Las dos banderas de Macha han generado largas discusiones entre los historiadores. 
Hay quienes se las atribuyen a Manuel Belgrano y creen que ambas lo acompañaron 
en la campaña del Norte —es más, algunos creen que una de ellas fue la primera bandera 
que izó a orillas del Paraná—. Otros, como el Instituto Nacional Belgraniano, afirman
que la documentación con que se cuenta no es suficiente para tal atribución, aunque no
 descartan esa posibilidad.
A pesar de las opiniones divididas, es indudable que las dos banderas así llamadas 
flamearon en tiempos de guerra en que América soñaba con la libertad y hoy ambos
 paños son un símbolo de la emancipación americana.

Dos banderas

Las banderas de Macha son dos y fueron encontradas en un mismo lugar: enrolladas detrás
 de unos cuadros de santa Teresa al lado del altar mayor en una capilla de Titiri, Macha
 (actual Bolivia) en 1885 y por ello se las conoce con ese nombre. Pero tienen sus 
diferencias.

Bandera de Macha o bandera B

Es una bandera con tres franjas y mide 2,25 m por 1,60 m. Por mucho tiempo hubo una 
confusión: se pensó que sus franjas eran una roja superior, una celeste central y una
roja inferior, pero se ha demostrado que el rojo correspondía a la envoltura o funda 
en que se guardaba, producto de una decoloración. En verdad, es una bandera con 
tres franjas: una superior blanca, una celeste central y una inferior blanca. 
Hoy se encuentra en la ciudad boliviana de Sucre, en el Museo Casa de la Libertad

Bandera de Ayohuma o bandera A

Es una bandera de seda con tres franjas de igual ancho: una superior celeste, 
una blanca central sin sol y una inferior celeste.
Mide aproximadamente 2,32 m de largo por 1,53 m de alto. Toma su nombre 
de la batalla de Ayohumadonde Belgrano fue derrotado por las fuerzas 
realistas al mando del general Joaquín de la Pezuela. Desde 1896
 forma parte del patrimonio del Museo Histórico Nacional.

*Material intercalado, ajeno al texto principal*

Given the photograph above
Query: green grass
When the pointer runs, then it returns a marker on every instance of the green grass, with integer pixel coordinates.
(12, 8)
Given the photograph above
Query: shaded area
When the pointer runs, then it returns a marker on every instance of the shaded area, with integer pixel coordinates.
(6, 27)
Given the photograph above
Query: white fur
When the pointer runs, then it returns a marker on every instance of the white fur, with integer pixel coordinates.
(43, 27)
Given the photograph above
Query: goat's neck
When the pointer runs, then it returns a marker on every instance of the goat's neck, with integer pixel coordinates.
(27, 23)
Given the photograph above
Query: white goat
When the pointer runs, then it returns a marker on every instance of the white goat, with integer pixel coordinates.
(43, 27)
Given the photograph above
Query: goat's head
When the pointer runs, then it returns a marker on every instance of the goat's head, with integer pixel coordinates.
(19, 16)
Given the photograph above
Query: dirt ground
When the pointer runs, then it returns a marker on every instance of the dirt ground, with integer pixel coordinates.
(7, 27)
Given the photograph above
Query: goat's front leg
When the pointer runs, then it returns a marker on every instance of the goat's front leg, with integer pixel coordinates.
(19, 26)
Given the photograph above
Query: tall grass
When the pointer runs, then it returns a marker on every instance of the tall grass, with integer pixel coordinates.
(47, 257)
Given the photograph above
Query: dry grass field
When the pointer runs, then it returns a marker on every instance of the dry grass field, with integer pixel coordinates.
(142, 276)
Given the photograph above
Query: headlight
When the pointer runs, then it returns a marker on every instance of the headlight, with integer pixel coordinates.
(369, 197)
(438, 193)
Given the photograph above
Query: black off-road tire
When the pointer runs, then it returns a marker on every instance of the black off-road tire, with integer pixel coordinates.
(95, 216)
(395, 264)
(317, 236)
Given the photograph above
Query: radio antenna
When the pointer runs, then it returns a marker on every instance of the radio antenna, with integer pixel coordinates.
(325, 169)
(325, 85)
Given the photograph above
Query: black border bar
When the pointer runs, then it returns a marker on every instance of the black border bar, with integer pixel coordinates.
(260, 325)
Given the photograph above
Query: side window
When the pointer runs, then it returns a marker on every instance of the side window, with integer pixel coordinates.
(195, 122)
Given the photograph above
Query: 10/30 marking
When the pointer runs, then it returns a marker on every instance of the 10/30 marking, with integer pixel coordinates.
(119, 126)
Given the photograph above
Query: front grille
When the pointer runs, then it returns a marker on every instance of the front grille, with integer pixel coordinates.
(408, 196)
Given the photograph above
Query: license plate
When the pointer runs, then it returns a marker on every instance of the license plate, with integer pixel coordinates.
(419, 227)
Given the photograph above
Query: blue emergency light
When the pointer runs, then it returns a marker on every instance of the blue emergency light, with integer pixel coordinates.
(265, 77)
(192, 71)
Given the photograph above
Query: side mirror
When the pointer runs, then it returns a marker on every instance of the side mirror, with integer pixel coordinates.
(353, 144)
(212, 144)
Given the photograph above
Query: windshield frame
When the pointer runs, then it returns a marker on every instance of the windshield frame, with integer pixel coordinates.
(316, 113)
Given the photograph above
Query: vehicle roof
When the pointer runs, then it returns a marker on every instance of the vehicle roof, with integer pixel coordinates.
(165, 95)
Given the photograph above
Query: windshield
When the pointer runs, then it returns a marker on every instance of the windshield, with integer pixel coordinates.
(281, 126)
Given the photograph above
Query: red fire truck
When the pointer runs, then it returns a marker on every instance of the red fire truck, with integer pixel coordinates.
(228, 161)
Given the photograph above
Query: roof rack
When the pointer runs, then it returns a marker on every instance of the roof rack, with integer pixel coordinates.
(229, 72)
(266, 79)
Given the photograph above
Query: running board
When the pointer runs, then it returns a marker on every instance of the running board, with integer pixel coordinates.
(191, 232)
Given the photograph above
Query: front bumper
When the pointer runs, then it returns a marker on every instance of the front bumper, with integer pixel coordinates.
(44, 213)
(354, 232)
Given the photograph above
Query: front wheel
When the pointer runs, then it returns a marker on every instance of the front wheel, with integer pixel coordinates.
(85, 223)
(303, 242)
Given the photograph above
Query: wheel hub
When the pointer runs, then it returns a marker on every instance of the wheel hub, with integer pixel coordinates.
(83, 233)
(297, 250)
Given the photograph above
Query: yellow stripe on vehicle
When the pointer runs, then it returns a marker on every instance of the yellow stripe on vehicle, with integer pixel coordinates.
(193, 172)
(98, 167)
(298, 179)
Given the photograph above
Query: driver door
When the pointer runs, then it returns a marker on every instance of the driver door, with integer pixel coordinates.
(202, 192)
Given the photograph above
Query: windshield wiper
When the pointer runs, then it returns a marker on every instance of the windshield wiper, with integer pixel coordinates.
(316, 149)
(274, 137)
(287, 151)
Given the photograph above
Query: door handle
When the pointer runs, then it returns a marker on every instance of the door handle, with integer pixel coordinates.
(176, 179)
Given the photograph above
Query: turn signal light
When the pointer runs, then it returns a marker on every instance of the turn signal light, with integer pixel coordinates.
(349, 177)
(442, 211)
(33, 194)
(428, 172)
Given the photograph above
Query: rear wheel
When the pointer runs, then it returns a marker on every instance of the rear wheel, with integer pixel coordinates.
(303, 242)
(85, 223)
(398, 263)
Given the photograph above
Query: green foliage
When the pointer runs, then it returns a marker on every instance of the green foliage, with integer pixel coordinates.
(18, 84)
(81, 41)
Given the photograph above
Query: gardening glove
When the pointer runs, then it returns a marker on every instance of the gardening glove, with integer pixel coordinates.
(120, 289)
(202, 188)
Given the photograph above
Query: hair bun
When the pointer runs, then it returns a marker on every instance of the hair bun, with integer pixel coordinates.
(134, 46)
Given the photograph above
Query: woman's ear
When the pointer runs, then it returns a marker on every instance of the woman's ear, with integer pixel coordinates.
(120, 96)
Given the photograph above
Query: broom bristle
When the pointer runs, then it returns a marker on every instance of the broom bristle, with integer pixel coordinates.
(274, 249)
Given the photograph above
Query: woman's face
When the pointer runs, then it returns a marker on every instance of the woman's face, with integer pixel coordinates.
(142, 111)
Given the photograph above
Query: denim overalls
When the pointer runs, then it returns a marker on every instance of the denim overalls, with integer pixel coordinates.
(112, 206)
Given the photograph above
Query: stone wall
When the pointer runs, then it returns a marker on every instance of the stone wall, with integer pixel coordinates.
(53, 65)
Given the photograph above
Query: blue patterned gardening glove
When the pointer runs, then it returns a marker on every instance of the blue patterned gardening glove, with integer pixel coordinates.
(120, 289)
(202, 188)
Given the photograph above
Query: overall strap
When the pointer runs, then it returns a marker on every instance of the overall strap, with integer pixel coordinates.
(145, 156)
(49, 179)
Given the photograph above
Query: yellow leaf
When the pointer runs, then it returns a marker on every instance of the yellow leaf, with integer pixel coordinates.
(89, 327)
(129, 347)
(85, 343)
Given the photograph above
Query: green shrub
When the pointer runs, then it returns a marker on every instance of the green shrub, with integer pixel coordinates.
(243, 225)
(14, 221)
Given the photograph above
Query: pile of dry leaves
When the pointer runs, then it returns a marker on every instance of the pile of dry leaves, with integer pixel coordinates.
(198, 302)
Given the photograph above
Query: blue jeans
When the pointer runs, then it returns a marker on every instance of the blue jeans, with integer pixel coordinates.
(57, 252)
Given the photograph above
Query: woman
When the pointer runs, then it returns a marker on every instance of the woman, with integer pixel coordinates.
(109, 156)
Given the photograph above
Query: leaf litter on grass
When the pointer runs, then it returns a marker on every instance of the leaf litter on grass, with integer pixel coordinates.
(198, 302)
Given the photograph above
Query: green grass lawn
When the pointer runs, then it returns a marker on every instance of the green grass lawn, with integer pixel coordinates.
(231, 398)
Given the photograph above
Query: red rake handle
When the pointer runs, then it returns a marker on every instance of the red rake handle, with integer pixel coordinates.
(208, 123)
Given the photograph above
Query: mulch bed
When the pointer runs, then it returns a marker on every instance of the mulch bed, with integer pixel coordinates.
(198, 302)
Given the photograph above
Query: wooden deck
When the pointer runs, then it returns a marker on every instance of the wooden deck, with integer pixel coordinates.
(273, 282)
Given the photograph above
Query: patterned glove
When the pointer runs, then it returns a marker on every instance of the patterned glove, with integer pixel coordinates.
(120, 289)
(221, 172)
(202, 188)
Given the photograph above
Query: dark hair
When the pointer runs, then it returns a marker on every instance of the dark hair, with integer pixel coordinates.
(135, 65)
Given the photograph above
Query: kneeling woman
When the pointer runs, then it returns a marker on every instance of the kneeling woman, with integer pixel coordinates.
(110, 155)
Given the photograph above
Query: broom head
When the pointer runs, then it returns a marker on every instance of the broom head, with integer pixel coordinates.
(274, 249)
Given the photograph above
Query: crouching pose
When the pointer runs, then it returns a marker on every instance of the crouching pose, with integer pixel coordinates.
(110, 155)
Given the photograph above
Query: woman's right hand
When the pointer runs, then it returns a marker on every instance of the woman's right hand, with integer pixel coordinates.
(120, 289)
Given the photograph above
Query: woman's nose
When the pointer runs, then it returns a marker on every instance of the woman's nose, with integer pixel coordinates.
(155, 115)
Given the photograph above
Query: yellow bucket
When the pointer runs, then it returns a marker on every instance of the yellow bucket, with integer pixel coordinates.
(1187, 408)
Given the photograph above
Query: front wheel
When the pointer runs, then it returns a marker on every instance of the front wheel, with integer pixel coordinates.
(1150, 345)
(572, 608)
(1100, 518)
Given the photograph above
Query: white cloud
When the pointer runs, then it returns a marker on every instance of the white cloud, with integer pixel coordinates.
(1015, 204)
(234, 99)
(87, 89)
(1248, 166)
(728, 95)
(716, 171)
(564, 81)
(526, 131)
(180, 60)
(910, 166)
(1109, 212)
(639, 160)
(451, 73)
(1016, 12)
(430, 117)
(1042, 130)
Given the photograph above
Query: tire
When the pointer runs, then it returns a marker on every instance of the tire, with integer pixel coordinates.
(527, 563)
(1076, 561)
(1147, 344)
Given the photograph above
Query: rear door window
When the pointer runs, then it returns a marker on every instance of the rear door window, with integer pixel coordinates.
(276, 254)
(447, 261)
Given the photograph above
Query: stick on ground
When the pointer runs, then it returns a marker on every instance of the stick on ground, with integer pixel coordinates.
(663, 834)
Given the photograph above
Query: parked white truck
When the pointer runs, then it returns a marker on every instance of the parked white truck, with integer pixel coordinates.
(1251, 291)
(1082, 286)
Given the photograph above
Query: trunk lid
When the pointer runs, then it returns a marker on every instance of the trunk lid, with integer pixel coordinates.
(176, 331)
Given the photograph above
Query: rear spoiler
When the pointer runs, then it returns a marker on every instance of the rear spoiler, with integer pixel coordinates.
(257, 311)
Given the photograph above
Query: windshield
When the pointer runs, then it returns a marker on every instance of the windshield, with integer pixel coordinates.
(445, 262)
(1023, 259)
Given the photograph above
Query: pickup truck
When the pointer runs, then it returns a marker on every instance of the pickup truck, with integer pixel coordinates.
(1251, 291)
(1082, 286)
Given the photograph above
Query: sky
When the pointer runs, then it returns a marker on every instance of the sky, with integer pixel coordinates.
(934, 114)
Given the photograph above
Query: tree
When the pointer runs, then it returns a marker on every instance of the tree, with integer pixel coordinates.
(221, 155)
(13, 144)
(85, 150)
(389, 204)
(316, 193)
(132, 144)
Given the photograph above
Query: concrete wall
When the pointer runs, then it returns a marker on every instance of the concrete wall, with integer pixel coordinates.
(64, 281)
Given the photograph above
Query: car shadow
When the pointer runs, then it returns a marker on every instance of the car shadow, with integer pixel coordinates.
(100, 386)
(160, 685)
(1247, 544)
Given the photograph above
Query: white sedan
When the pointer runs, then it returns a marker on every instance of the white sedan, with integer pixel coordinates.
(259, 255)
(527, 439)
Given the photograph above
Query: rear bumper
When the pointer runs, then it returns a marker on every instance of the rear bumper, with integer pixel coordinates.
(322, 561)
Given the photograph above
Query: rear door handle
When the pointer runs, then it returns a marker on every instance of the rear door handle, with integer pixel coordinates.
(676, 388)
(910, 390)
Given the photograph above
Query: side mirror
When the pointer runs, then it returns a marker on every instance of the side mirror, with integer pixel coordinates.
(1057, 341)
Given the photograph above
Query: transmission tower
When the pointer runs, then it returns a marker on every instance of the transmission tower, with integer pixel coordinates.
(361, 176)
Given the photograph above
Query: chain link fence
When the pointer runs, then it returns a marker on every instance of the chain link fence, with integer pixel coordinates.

Fue restaurada por especialistas argentinos por un período de dos años, de 2007 a 2009. 
«La tela, desde ya, presenta ciertos deterioros: agujeros, roturas y rasgaduras, que han 
podido ser restauradas con todos los criterios de conservación. 
Esto ocurrió en junio del año 2007. Fueron dos años de restauración para poder estabilizar 
el textil teniendo en cuenta todos los criterios de mínima intervención, reversibilidad y utilizar
 materiales estables para consolidarlo», comentó Viviana Mallol, magíster en Historia del
 Arte Argentino y Latinoamericano y coordinadora técnica del museo.